Then we spin up a pod which just runs ubuntu with long sleep and using example service account. In this pod:

$ apt-get update
$ apt-get install awscli npm vim
$ mkdir test && cd test
$ npm init --yes
$ vim package.json # add dependency for "aws-sdk": "^2.1233.0"
$ vim run.js # copy paste reproduction script verbatim
$ npm install 
$ node run.js
... produces same error as stated above ...
  (node:9134) UnhandledPromiseRejectionWarning: InvalidToken: The provided token is malformed or otherwise invalid.

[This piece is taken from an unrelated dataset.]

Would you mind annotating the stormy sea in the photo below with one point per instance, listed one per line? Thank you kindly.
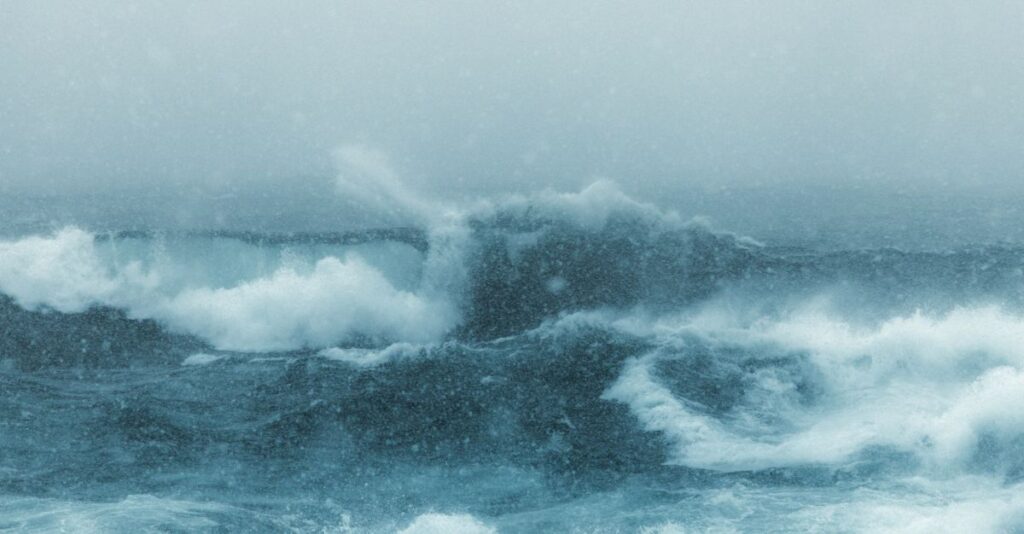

$ aws --region me-south-1 s3 cp package.json s3://oneid-doc-sign-prs/
upload: ./package.json to s3://oneid-doc-sign-prs/package.json # upload successful

$ env | grep AWS | grep -o '^.*=' # to see that no other AWS envs are set
AWS_DEFAULT_REGION=
AWS_REGION=
AWS_ROLE_ARN=
AWS_WEB_IDENTITY_TOKEN_FILE=

awscli upload immediately afterwards using irsa credentials worked. Node example script with latest version failed. Do you see any difference between our and your setup?

james64 commented 1 year ago

@ajredniwja any luck replicating the issue? Maybe you can share description of your setup so I can help spotting the difference.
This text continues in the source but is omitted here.